Quand bien même Vers Demain aurait eu en caisse, en 1941 et 1942, plus d'argent qu'il en fallait pour répondre de la dette envers les abonnés, il devait garder ces fonds, pour maintenir le mouve­ment créditiste en marche. Il devait prévoir les élections de 1944 et 1945 ; car, si le mouvement créditiste n'avait pas participé à ces élections, ses adhérents le quittaient, le mouvement tombait, et Vers Demain disparaissait.

Injustice flagrante

C'est pourquoi nous disons que le gouvernement d'Ottawa veut simplement tuer Vers Demain. Ce ne sont pas des taxes sur les profits qu'il cherche (il n'y a pas de profits). C'est la finance nécessaire à la vie même de Vers Demain, et à la vie du mou­vement créditiste duquel dépend Vers Demain, qu'Ottawa essaie de rafler.
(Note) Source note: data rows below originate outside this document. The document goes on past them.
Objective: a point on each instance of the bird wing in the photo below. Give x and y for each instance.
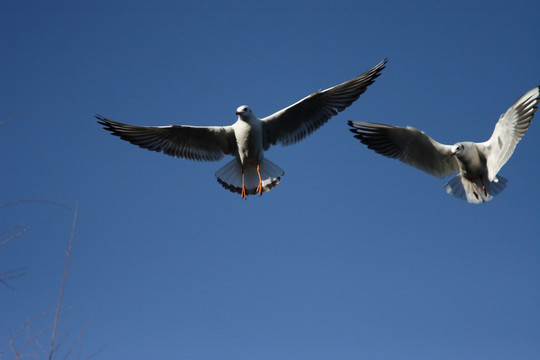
(297, 121)
(203, 143)
(410, 145)
(509, 130)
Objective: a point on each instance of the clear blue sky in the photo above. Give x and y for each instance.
(352, 256)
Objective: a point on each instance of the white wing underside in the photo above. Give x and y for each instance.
(408, 144)
(509, 130)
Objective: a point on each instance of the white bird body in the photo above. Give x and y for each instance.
(249, 137)
(477, 163)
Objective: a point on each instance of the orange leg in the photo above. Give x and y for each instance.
(244, 195)
(259, 188)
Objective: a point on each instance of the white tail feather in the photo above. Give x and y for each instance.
(464, 189)
(230, 176)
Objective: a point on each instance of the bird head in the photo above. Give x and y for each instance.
(243, 112)
(457, 149)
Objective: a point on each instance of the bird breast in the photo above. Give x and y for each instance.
(249, 142)
(471, 163)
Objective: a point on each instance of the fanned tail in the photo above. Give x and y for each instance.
(230, 177)
(464, 189)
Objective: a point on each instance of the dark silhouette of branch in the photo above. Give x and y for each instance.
(59, 305)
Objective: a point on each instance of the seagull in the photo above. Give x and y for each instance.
(477, 163)
(246, 140)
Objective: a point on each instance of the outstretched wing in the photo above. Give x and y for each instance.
(410, 145)
(297, 121)
(509, 130)
(203, 143)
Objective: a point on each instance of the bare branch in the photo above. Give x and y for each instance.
(58, 306)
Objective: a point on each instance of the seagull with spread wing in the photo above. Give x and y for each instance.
(477, 163)
(249, 137)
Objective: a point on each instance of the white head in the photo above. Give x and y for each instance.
(457, 149)
(243, 111)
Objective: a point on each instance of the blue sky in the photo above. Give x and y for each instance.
(352, 256)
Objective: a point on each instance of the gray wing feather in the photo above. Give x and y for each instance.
(203, 143)
(509, 130)
(297, 121)
(409, 145)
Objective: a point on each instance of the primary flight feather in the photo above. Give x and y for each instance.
(247, 139)
(477, 163)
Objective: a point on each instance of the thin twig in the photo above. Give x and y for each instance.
(58, 306)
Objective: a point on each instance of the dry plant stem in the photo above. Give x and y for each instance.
(68, 255)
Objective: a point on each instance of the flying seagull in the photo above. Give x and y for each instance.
(477, 163)
(249, 172)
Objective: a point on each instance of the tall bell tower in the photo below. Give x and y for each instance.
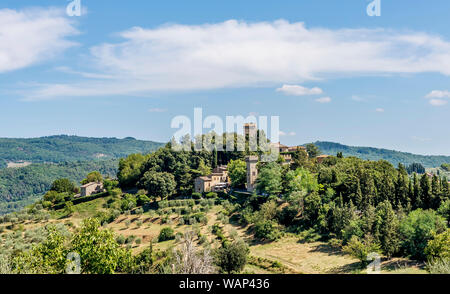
(252, 172)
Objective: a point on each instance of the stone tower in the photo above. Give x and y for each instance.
(250, 130)
(252, 172)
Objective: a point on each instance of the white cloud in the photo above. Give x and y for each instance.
(438, 102)
(437, 97)
(290, 134)
(324, 100)
(438, 94)
(157, 110)
(420, 139)
(240, 54)
(357, 98)
(31, 36)
(295, 90)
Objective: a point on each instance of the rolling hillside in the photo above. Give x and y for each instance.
(394, 157)
(35, 163)
(64, 148)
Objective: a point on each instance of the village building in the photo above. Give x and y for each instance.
(250, 130)
(91, 188)
(321, 158)
(252, 172)
(217, 181)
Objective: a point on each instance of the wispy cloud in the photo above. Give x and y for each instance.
(420, 139)
(289, 134)
(31, 36)
(241, 54)
(324, 100)
(296, 90)
(436, 97)
(357, 98)
(157, 110)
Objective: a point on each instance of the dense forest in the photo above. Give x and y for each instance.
(20, 186)
(57, 157)
(359, 207)
(394, 157)
(64, 148)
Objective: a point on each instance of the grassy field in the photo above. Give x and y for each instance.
(287, 255)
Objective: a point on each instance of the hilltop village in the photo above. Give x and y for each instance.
(219, 181)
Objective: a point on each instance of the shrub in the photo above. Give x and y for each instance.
(163, 204)
(267, 230)
(142, 200)
(287, 215)
(417, 229)
(196, 195)
(120, 239)
(211, 195)
(440, 266)
(232, 257)
(439, 247)
(166, 234)
(361, 249)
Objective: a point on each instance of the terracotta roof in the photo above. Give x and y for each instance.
(90, 184)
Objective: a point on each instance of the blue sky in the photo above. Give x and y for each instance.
(126, 68)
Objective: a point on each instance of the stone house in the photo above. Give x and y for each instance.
(217, 181)
(91, 188)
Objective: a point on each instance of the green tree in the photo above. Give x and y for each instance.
(312, 150)
(130, 169)
(388, 225)
(417, 229)
(62, 186)
(270, 179)
(425, 192)
(94, 176)
(166, 234)
(232, 257)
(158, 184)
(439, 246)
(98, 249)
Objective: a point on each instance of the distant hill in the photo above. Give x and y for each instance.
(370, 153)
(22, 186)
(64, 148)
(36, 163)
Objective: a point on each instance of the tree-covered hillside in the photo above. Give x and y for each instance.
(394, 157)
(69, 148)
(19, 186)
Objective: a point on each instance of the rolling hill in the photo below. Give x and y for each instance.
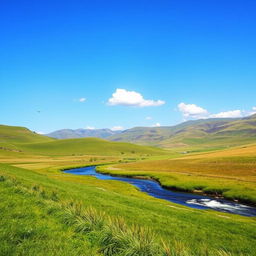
(82, 133)
(12, 136)
(205, 133)
(20, 139)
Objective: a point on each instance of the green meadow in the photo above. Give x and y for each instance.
(47, 212)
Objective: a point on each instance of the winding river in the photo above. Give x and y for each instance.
(154, 189)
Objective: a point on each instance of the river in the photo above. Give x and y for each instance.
(154, 189)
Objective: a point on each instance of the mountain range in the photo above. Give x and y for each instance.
(203, 133)
(82, 133)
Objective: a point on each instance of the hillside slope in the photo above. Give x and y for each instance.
(12, 136)
(89, 146)
(205, 133)
(81, 133)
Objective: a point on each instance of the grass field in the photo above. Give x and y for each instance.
(230, 173)
(47, 212)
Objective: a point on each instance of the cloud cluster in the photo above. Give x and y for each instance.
(228, 114)
(195, 112)
(117, 128)
(90, 128)
(192, 110)
(132, 98)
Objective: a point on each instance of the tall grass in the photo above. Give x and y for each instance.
(111, 235)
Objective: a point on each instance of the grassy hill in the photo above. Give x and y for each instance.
(82, 133)
(20, 139)
(12, 136)
(229, 173)
(203, 134)
(90, 146)
(47, 212)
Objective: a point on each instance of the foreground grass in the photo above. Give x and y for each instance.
(184, 231)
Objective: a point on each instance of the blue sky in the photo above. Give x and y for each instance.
(136, 63)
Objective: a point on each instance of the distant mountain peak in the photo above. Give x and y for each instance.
(82, 133)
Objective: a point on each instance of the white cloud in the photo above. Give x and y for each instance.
(90, 128)
(228, 114)
(41, 133)
(117, 128)
(192, 110)
(252, 112)
(132, 98)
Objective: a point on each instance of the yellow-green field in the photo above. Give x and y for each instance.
(64, 214)
(230, 173)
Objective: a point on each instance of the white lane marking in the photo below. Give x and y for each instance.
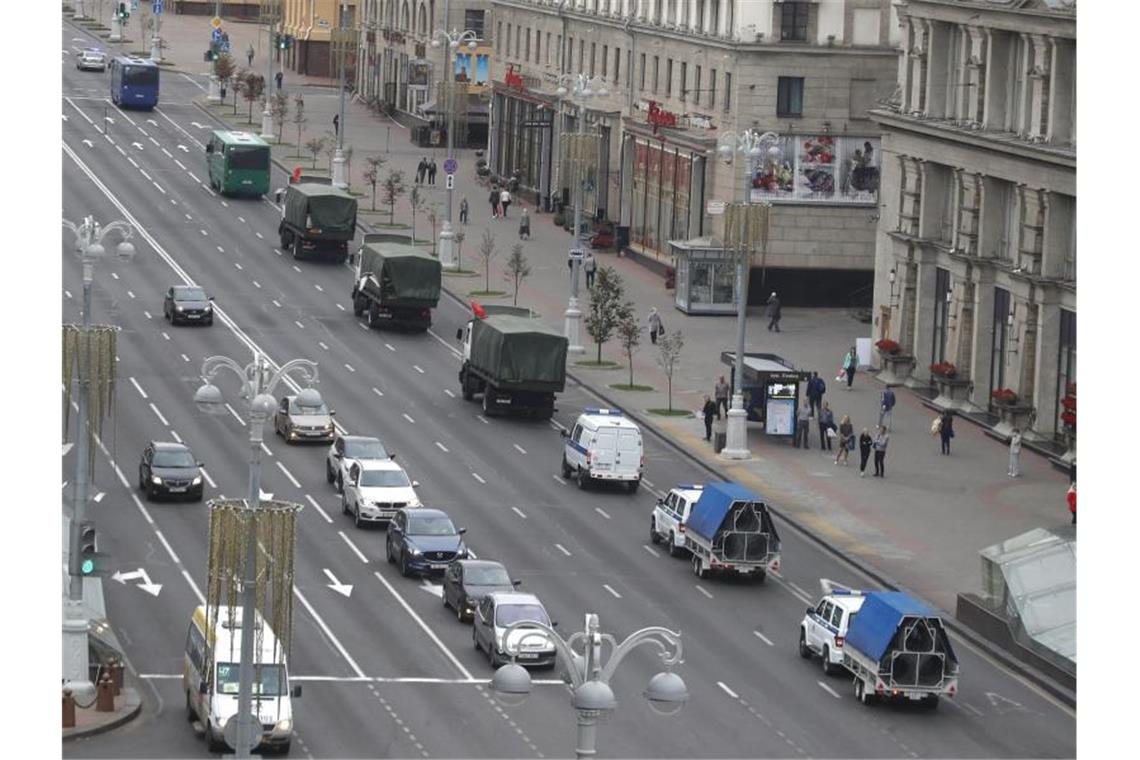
(317, 507)
(161, 418)
(332, 637)
(288, 474)
(828, 689)
(428, 630)
(353, 547)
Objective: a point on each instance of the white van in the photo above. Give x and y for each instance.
(210, 679)
(603, 446)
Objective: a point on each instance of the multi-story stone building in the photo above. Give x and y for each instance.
(681, 74)
(976, 262)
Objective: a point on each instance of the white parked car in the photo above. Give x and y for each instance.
(375, 490)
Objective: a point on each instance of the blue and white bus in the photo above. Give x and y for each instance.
(133, 82)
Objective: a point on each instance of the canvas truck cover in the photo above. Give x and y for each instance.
(405, 276)
(874, 627)
(519, 352)
(324, 207)
(715, 504)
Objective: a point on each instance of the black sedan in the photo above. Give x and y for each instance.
(170, 468)
(187, 303)
(466, 581)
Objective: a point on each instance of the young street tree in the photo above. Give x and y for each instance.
(669, 346)
(629, 331)
(518, 268)
(608, 307)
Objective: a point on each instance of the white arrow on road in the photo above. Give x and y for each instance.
(146, 585)
(336, 586)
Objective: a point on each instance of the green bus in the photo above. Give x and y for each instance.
(238, 163)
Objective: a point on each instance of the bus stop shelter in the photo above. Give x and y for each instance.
(771, 390)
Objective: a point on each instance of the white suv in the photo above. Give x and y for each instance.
(667, 522)
(375, 490)
(823, 629)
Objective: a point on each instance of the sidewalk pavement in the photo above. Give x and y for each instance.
(921, 526)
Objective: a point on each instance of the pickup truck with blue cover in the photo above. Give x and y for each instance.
(730, 530)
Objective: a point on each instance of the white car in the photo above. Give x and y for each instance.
(667, 522)
(374, 491)
(823, 629)
(347, 449)
(91, 59)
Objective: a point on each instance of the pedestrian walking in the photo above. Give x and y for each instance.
(886, 405)
(709, 411)
(849, 362)
(654, 325)
(827, 421)
(803, 425)
(846, 439)
(815, 390)
(864, 451)
(881, 439)
(1015, 454)
(722, 394)
(773, 312)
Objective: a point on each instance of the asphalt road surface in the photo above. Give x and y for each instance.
(388, 671)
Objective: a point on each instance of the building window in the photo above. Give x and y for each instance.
(794, 22)
(790, 96)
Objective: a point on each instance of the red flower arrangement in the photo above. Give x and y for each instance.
(888, 346)
(1003, 395)
(943, 369)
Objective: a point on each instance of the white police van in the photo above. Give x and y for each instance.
(823, 629)
(669, 515)
(603, 446)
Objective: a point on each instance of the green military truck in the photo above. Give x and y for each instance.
(396, 284)
(317, 219)
(514, 361)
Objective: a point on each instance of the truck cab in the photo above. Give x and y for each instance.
(667, 522)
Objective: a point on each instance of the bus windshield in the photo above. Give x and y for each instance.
(247, 156)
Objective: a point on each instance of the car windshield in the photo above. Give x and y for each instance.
(365, 449)
(268, 679)
(487, 577)
(512, 613)
(384, 479)
(189, 294)
(431, 526)
(173, 459)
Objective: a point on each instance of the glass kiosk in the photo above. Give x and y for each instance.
(771, 390)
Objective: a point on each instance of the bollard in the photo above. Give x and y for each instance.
(105, 695)
(68, 709)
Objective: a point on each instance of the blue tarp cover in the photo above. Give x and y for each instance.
(878, 619)
(716, 499)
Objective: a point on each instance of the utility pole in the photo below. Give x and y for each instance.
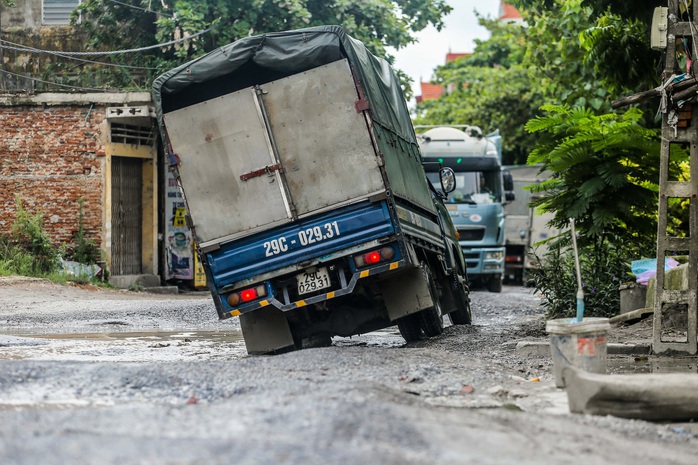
(680, 127)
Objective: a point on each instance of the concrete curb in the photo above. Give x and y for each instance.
(542, 349)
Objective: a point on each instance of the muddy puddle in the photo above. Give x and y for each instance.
(149, 346)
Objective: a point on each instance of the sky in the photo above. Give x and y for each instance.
(458, 36)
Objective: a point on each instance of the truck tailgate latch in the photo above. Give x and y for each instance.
(261, 172)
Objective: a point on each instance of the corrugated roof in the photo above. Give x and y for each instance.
(429, 91)
(507, 11)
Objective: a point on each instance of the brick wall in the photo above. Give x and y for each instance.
(52, 157)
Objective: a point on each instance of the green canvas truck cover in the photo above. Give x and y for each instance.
(269, 57)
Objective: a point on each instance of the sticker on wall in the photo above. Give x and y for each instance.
(179, 219)
(179, 243)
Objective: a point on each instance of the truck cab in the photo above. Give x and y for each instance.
(476, 206)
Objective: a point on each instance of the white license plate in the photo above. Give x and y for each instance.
(313, 281)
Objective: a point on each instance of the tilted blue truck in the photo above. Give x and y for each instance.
(476, 206)
(306, 192)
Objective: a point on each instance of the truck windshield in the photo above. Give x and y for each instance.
(473, 187)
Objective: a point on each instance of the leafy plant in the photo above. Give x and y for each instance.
(604, 267)
(605, 171)
(29, 236)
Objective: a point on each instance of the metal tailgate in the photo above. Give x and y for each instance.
(217, 142)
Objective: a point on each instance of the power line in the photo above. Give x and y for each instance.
(142, 9)
(132, 50)
(55, 83)
(24, 48)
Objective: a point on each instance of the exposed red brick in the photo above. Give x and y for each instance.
(51, 158)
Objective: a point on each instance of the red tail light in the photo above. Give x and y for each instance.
(374, 256)
(246, 295)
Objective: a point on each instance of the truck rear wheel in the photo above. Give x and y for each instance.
(410, 327)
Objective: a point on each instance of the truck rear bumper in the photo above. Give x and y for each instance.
(284, 303)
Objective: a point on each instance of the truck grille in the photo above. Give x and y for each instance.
(471, 234)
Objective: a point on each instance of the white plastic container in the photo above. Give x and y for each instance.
(578, 344)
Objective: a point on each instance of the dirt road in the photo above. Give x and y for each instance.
(112, 377)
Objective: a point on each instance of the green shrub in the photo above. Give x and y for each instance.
(30, 248)
(604, 267)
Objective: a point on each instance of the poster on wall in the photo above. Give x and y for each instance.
(179, 243)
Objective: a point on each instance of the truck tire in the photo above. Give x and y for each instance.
(410, 327)
(494, 285)
(462, 314)
(432, 317)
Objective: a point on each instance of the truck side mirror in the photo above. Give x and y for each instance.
(448, 180)
(508, 181)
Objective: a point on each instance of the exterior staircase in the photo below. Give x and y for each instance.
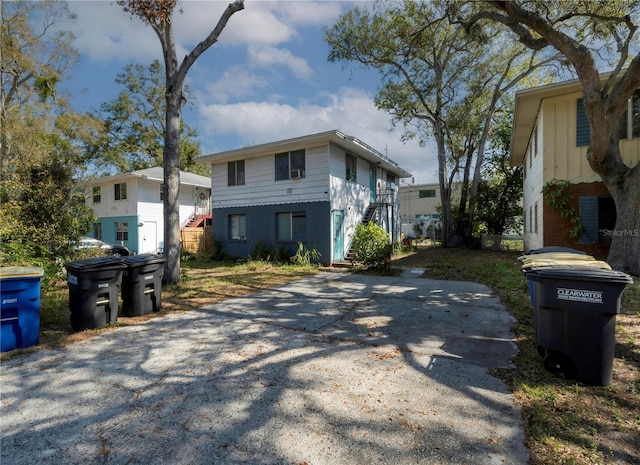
(196, 221)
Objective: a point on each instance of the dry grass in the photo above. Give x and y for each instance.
(566, 422)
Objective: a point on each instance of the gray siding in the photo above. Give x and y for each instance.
(261, 227)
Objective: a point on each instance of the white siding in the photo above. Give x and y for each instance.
(261, 188)
(108, 206)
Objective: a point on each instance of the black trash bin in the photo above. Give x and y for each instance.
(93, 291)
(576, 310)
(142, 284)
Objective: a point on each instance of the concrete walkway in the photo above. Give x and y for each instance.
(332, 369)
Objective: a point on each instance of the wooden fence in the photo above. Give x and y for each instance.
(197, 240)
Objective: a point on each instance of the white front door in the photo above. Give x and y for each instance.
(149, 237)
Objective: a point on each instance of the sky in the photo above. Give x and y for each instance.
(266, 79)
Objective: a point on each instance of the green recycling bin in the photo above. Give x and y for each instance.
(94, 286)
(576, 310)
(142, 284)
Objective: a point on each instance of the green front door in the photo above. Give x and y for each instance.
(372, 182)
(338, 235)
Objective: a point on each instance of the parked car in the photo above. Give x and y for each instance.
(92, 243)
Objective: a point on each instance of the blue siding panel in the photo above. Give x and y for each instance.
(261, 227)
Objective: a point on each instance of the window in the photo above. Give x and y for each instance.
(352, 168)
(120, 191)
(122, 231)
(290, 165)
(427, 194)
(235, 173)
(291, 226)
(597, 218)
(97, 231)
(238, 227)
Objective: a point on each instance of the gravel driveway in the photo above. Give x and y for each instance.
(332, 369)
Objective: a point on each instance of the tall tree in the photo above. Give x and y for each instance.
(40, 136)
(133, 125)
(158, 15)
(586, 33)
(446, 82)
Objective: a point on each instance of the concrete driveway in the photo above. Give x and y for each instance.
(332, 369)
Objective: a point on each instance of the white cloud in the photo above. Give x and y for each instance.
(236, 82)
(350, 110)
(269, 56)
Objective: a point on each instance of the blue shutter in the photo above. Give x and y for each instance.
(589, 219)
(583, 133)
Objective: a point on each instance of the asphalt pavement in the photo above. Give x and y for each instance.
(332, 369)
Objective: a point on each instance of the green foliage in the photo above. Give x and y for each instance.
(304, 256)
(371, 245)
(500, 189)
(557, 196)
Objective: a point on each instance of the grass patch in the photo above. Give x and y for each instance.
(565, 422)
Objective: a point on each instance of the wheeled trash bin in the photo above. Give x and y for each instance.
(576, 310)
(94, 286)
(142, 284)
(19, 306)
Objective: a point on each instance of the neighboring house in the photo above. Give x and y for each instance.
(129, 207)
(550, 137)
(420, 205)
(313, 189)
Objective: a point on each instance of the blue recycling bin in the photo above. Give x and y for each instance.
(19, 307)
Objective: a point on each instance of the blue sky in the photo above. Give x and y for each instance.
(266, 79)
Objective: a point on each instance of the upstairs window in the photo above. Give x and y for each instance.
(352, 168)
(120, 191)
(235, 173)
(290, 165)
(291, 226)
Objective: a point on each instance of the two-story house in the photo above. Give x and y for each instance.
(550, 137)
(129, 206)
(313, 189)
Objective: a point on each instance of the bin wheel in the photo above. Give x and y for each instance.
(559, 364)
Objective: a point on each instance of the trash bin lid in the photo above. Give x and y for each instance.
(7, 272)
(555, 256)
(579, 273)
(97, 263)
(143, 259)
(563, 262)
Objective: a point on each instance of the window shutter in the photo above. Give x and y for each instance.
(583, 133)
(589, 219)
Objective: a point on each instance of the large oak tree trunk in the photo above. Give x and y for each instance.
(172, 244)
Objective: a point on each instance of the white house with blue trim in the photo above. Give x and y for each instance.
(129, 207)
(313, 189)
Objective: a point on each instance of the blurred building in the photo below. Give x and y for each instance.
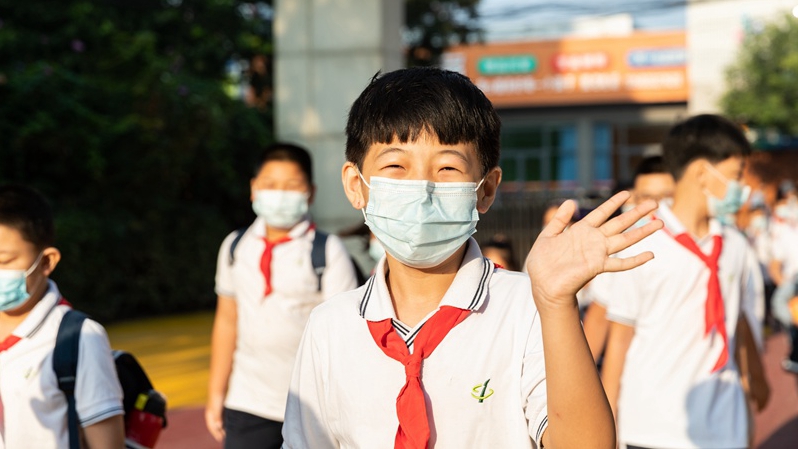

C'est une injustice flagrante. Ottawa ne traite point ainsi les partis politiques.

À titre de responsables du mouvement créditiste, et du mouvement de l'Union des Électeurs, que sert Vers Demain, nous refusons péremptoirement de laisser le gouvernement fédéral voler nos crédi­tistes et nos 45,000 abonnés du Canada français.

L'Institut, propriétaire

On sait que l'Institut d'Action Politique est le propriétaire déclaré du journal Vers Demain de­puis l'été dernier. L'Institut était propriétaire de fait bien avant ce temps-là, puisque ce sont les membres de l'Institut qui ont monté gratuitement Vers Demain depuis le mois d'avril 1940. Mais l'Institut n'était pas incorporé, et, en attendant, il confiait à M. Even le soin d'agir comme pro­priétaire devant la loi.

M. Even agissait au nom d'un Institut non in­corporé, mais entreprise absolument bénévole et sans profit, comme l'a bien démontré la Charte d'incorporation demandée et obtenue en avril 1945.

Eh bien, le gouvernement fait comme si M. Even avait été propriétaire, sur base d'entreprise à profit, du journal Vers Demain.

Pourtant, lorsque, par une résolution de l'Ins­titut, passée en juillet dernier, l'Institut incorporé est devenu officiellement propriétaire déclaré de Vers Demain, M. Even n'a pas touché un seul sou de ce transfert de titres.

Peut-on concevoir qu'un homme qui serait pro­priétaire d'une entreprise et en tirerait des profits et des excédents de profits, passerait cette entre­prise à un autre ou à un groupe sans demander une compensation ?

Le plus vite le Ministère du Revenu ou ses bu­reaucrates reconnaîtront leur complète aberration, le mieux cela vaudra pour eux. Nous n'avons point l'intention de ramper devant un chantage aussi effarant.